И спрошу:
А тебе из дому пишут?
Нет, - скажет он, - некому. Мои все под немцем, растак-перетак!..
И прочая галиматья.
А они сидят, покуривают. Вот сейчас я скомандую хриплым баритоном, и все это рыхлое, неловкое, далекое от войны натянется, напружинится, зашагает, поползет, побежит... Но [189] шевелиться не хочется. Слышится ровный шепот все о том же и о том же, о чем и сам я шепчу, засыпая по вечерам, о чем и сам думаю, стоя навытяжку перед сержантом, и чем он громче, тем слаще мой шепот... Стол... диван... фотография мамы... первая трава у порога... яйцо всмятку... бабушкины руки... вечерний свет... девочка, которая не откликается... троллейбус... Тихая музыка невозвратного.
А тот, с красным носом, молчит. Слушает соседа, кивает, улыбается. Что-то в его улыбке растерянное, мягкое, грустное. У него трое детей. Три девочки. Старшая - моя ровесница. Неужели и у нее такой же нос?.. Меня словно и нет. Так, все между собой. Десять случайных братьев, прекрасных и обогретых воспоминаниями.
- Кончай перекур, - устало говорю я своим обычным тенорком. - Засиделись.
- И то правда, - улыбается тот, с красным носом. Они медленно поднимаются с бревна. Тепло уходит.
Разглядывают меня с удивлением, словно впервые. И тот, с красным носом, похожий на моего отца, спрашивает меня:
- А тебе, сынок, из дому пишут? А мне никто не пишет, некому.
- Пишут, пишут, - говорю я, отворачиваясь, - все хорошо. - И командирское во мне готовится выкрикнуть:Отставить разговорчики! Равняйсь!.. - но я говорю громко, потому что они все ведь рядом, вот здесь: - Подравняйтесь... шагом марш... - И мы движемся. - Все в ногу, а то сержант даст нам прикурить.
Наступает и еще один прекрасный день. И вот мы, чистенькие, из бани, в новой форме, поскрипывающие, уже нездешние, стоим на платформе у эшелона, чтобы через несколько минут отправиться уже как маршевая к передовой. Лейтенант Федоринин и сержант Ланцов провожают нас. Впереди - прекрасная неизвестность. Лейтенант улыбается. Мы теперь не его. Сержант грустен. Он опять остается. Вся надежда на наше геройство.
- А вы-то как же, товарищ сержант? - спрашиваю я без страха, как приятеля. [190]
- А вот так же, понимаешь, - говорит он и краснеет, - опять здесь припухать, раз-два, встать - сесть... таки так...
- А что, Окуджава, - говорит лейтенант посмеиваясь, - дадим вам сержантские лычки да оставим здесь трудиться, а? Хорошо ведь?

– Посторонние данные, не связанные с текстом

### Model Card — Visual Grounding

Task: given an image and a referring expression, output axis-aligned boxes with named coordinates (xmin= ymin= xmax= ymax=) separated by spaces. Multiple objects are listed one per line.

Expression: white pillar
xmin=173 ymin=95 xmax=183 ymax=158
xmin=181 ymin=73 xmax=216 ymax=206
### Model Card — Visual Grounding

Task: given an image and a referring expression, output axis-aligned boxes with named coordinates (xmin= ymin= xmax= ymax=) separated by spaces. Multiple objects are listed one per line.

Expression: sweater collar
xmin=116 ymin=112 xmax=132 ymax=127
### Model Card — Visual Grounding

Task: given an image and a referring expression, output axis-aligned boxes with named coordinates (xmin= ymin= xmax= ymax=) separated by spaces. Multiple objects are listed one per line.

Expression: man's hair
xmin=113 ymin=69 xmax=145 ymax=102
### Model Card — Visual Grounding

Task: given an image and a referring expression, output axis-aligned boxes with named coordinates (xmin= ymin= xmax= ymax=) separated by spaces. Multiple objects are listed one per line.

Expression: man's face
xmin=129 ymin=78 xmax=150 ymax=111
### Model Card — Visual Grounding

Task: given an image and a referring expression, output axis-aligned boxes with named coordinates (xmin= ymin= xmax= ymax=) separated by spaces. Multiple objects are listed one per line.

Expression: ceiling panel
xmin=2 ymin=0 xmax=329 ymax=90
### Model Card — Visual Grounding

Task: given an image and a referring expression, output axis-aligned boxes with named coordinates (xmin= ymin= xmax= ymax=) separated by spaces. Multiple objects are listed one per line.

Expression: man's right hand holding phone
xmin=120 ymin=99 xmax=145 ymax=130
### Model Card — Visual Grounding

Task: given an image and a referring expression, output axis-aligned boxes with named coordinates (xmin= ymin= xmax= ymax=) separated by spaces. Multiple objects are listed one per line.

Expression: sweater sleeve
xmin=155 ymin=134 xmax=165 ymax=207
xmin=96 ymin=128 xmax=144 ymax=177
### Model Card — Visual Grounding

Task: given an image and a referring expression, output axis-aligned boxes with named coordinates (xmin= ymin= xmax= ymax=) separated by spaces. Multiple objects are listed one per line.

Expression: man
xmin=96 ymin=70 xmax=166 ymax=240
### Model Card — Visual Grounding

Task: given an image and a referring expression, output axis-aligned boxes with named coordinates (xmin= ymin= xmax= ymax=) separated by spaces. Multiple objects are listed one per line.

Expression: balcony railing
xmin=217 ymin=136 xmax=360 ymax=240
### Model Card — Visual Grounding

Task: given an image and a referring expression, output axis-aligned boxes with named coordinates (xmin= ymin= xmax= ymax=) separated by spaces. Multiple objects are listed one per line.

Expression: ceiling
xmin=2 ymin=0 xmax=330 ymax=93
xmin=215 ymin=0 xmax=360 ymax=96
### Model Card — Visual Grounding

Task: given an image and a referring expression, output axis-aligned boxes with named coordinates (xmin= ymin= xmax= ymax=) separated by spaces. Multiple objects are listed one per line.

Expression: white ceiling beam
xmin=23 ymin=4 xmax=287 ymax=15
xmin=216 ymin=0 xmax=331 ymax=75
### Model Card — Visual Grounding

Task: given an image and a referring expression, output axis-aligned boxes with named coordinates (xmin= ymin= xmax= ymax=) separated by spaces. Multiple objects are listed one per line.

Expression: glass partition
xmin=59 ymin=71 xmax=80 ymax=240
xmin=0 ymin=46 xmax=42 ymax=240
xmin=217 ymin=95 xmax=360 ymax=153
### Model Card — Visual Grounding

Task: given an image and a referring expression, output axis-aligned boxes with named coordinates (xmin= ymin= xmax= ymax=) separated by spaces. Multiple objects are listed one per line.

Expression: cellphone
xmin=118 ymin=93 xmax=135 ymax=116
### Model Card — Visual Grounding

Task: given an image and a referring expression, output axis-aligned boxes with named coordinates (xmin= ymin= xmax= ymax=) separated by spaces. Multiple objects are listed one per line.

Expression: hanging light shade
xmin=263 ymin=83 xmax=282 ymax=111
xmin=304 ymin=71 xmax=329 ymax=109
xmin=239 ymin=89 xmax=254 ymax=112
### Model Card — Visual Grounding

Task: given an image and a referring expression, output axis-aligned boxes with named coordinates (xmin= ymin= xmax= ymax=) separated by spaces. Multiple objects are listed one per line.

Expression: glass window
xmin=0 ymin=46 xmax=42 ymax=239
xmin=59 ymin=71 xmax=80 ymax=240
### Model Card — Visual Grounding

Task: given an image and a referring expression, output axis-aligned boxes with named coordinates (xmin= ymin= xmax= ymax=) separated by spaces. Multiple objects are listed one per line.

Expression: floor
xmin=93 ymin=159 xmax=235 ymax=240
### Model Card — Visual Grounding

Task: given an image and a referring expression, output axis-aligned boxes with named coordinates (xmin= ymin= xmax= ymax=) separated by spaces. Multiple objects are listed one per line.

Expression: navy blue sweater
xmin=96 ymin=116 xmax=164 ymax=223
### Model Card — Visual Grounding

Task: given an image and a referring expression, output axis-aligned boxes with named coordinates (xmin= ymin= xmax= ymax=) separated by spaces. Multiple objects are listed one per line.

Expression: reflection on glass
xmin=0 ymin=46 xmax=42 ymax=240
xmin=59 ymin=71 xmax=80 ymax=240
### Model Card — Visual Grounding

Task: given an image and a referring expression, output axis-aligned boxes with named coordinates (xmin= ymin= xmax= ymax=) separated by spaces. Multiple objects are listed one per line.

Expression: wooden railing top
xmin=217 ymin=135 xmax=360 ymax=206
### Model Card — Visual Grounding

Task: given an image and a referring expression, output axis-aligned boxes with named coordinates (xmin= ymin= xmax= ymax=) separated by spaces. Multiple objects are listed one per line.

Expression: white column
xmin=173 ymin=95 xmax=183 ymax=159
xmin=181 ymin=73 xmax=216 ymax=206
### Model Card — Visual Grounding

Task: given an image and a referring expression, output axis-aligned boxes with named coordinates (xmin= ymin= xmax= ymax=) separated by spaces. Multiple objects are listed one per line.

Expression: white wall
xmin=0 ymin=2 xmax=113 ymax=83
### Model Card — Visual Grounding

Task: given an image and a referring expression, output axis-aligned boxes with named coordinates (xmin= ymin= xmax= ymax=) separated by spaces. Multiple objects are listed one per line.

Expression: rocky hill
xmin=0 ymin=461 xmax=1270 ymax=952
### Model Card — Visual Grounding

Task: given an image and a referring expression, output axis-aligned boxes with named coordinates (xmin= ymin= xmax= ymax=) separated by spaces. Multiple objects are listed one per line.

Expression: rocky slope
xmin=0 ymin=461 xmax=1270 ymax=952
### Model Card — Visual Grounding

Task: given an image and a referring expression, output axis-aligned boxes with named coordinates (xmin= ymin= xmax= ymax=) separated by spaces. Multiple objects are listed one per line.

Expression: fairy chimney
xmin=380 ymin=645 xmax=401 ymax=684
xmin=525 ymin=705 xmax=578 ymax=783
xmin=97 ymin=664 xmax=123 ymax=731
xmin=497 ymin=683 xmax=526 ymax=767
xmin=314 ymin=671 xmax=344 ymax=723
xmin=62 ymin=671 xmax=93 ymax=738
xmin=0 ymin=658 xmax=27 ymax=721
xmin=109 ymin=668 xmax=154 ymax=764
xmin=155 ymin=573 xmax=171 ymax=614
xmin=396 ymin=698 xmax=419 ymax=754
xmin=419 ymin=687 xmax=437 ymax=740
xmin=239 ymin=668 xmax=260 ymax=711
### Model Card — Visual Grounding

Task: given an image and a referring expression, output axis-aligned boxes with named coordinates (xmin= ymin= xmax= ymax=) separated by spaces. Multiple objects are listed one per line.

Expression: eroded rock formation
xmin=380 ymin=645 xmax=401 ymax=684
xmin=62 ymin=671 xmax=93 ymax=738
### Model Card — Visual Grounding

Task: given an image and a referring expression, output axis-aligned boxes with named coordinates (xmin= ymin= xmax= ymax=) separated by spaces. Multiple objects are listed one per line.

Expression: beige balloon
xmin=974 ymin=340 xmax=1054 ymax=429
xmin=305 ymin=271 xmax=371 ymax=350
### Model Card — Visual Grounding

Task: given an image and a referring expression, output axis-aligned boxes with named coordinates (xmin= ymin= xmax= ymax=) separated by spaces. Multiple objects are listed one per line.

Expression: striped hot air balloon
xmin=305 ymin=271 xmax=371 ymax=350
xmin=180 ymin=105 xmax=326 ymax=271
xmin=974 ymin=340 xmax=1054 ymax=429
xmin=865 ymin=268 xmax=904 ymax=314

- Ну уж нет, спасибо, - смеюсь я, - уж я лучше туда. Доносится свисток паровоза. Пора.
- Слышь, Акаджава, - говорит сержант, - ты, понимаешь, может, напишешь, как там чего?
В голубых его глазах - тоска, скулы резче, обветренные губы сжаты в две тонкие бледные полоски.
- Напишу, напишу, - тороплюсь я, - обязательно, про всех напишу...
Конечно, я напишу, чтобы хоть от меня приходили к нему редкие смятые треугольники. Пусть читает.
- Ты не сердись, ежели чего, понимаешь, не так, сам понимаешь...
- Понимаю, понимаю, - говорю я, - чего там...
Мне грустно, мне жаль его. Я жалею сержанта Ланцова.
У меня никаких обид. Что вы, какие там обиды? Мы ведь не на уроке географии, так и так... Но я почему-то счастлив, что он не отправляется с нами. Пусть потом, сам, без нас, сам по себе. Я знаю, что он будет там незаменимым и доблестным, но пусть без меня, без меня...
Прошло более сорока с лишним лет. Срок, понимаешь! Ни одной фамилии не помню, кроме этих двух. Где все - не знаю. Живы ли, погибли ли? Никто не знал, кому что предназначено, да и сейчас никто не знает, почему одним повезло, а другим нет. Я хочу, чтобы все остались в живых, все, но больше всего чтобы тот, с красным носом, похожий отдаленно на моего отца, чтобы он вернулся к своим девочкам, черт бы его побрал!